Laboratory health information technology (IT) systems could support calibrating the quality and safety of diagnostic procedures, by providing feedback and communicating with GPs,30,31 leading to effective knowledge sharing.31 It is also likely that the theoretical behaviour change strategy used to design this intervention is applicable to other specialised tests.

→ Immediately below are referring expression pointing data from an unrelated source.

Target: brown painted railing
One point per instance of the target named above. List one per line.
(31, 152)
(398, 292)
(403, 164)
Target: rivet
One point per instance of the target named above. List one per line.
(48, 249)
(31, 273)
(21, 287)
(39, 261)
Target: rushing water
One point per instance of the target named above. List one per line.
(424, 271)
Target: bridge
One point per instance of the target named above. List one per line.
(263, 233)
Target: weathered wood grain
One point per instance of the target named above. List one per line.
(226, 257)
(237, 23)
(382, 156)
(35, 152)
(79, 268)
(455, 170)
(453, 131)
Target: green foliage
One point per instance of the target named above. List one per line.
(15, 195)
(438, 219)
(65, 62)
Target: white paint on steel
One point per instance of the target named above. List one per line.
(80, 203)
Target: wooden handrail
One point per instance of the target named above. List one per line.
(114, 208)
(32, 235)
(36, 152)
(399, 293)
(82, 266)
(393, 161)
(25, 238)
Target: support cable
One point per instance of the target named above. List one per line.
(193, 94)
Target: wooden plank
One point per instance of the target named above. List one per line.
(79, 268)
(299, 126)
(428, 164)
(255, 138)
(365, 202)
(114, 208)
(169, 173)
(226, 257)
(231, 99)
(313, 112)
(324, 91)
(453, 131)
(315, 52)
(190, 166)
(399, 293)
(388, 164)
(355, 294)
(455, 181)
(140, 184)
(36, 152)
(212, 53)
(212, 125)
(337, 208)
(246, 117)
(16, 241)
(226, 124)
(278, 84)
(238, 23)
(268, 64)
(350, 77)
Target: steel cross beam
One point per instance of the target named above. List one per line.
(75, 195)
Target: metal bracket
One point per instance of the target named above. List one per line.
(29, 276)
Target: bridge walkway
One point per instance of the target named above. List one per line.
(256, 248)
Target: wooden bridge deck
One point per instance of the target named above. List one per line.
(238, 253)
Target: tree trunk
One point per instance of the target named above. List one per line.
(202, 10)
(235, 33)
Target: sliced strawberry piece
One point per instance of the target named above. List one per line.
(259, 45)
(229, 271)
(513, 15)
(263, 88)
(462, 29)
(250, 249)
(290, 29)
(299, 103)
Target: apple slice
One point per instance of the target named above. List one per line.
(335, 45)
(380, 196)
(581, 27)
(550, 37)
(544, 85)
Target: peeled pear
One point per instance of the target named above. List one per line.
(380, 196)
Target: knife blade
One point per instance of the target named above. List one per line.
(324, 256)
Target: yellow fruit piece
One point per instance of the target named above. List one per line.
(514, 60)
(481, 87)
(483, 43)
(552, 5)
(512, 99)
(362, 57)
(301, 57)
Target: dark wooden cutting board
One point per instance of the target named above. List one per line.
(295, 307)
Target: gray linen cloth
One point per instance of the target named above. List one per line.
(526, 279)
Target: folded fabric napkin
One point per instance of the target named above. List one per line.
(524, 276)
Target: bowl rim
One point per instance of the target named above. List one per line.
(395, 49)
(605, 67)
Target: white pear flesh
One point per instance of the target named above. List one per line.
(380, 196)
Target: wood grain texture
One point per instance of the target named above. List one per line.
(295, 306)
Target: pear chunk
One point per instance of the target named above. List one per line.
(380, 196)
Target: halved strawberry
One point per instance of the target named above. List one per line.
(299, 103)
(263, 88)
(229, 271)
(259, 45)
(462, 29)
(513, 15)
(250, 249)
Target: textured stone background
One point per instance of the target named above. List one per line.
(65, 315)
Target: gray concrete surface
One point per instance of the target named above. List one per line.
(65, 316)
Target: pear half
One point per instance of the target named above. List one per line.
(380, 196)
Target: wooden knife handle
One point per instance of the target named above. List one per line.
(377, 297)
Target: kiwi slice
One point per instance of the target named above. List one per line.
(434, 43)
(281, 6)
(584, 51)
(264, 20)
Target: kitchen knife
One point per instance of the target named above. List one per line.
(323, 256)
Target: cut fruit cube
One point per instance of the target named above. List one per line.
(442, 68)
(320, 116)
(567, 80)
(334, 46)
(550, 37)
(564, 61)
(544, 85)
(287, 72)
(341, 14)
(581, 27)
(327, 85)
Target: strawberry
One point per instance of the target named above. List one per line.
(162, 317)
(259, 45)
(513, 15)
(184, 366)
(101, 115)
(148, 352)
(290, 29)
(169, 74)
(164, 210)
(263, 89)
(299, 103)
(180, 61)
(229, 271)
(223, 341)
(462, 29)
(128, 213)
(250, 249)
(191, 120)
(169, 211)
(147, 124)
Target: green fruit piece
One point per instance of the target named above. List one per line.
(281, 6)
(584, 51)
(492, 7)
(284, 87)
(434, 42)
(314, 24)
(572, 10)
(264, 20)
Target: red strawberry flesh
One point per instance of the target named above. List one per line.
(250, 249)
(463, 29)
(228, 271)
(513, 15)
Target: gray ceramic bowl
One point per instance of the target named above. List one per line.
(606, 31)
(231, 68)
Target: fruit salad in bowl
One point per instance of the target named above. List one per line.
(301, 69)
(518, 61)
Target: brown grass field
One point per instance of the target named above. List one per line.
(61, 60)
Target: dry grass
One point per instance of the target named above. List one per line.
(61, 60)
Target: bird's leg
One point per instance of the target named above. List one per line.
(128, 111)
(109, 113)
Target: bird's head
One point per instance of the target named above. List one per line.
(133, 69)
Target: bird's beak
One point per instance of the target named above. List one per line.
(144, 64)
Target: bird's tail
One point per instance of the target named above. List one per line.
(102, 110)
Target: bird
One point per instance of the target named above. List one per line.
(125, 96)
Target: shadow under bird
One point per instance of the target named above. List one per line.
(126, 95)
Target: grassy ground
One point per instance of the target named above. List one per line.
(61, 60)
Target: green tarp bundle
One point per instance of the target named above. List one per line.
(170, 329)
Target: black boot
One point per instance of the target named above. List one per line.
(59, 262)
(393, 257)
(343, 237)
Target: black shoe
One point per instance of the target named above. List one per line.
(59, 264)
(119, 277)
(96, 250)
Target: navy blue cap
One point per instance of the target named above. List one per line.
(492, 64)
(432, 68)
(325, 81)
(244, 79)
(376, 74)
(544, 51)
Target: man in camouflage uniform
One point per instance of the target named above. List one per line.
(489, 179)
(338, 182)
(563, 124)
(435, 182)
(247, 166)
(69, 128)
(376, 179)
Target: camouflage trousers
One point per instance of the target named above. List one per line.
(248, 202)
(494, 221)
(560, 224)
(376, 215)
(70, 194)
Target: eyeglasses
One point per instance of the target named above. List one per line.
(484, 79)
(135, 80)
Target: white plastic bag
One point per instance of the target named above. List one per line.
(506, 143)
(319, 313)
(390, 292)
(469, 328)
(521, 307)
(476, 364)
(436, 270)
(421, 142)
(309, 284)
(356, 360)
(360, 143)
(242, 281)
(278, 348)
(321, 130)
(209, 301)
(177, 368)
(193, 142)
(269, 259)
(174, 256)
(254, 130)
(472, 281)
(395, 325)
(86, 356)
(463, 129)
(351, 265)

A cost comparison for reagent suppliers for the same time period pre-intervention and post-intervention identified a reduction of over €1000 per month. The authors estimate that the reagent supply costs associated with serum immunoglobulin activity at CUH will decrease by €12 000 annually. While modest, the financial benefits to the public health service in Ireland will be much larger if the intervention presented here is applied to other settings and is found to work for other tests. This study was designed to target the key issues around GP serum immunoglobulin test-ordering behaviour. At a policy level, the findings point to the possible benefits of laboratories becoming more actively engaged in GP education about test ordering. Any such engagement should seek to understand drivers of the GP behaviour first, and interventions should be jointly developed with GPs on the basis of sound behaviour change theory.